„Bleee…” – spektakl z charakterem


Bleee to spektakl z charakterem dla tych, którzy chcą ocalić swój charakter” – upewniały w tym brawa podczas premiery opery kameralnej dla dzieci realizowanej pod auspicjami Teatru Wielkiego im. Stanisława Moniuszki w Poznaniu, którą mogliśmy oglądać od 3 do 5 czerwca. Spektakl był współorganizowany przez Narodowy Instytut Muzyki i Tańca w ramach programu własnego „Dyrygent-rezydent” oraz finansowany ze środków Ministra Kultury i Dziedzictwa Narodowego.

Sala Drabowicza przemieniła się w łąkę, której kwiatami były emocje.
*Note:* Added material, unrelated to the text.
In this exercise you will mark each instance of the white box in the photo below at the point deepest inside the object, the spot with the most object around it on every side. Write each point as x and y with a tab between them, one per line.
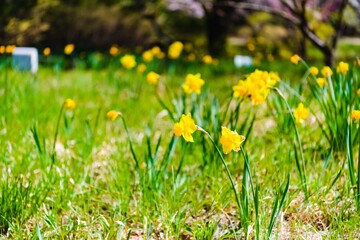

To właśnie w nich rozkwitali tacy artyści jak Paź Królowej motyl (tenor): Chaoran Zuo; Daria poczwarka (alt): Dominika Stefańska; Wiktor pająk (baryton): Wojciech Dzwonkowski; Mańka osa (mezzosopran): Paula Jurkowska; Ble tajemnicza postać (sopran): Galina Kuklina; Antonio i Banderas karaluchy (tancerze): Louis Raphaneau, John Svensson.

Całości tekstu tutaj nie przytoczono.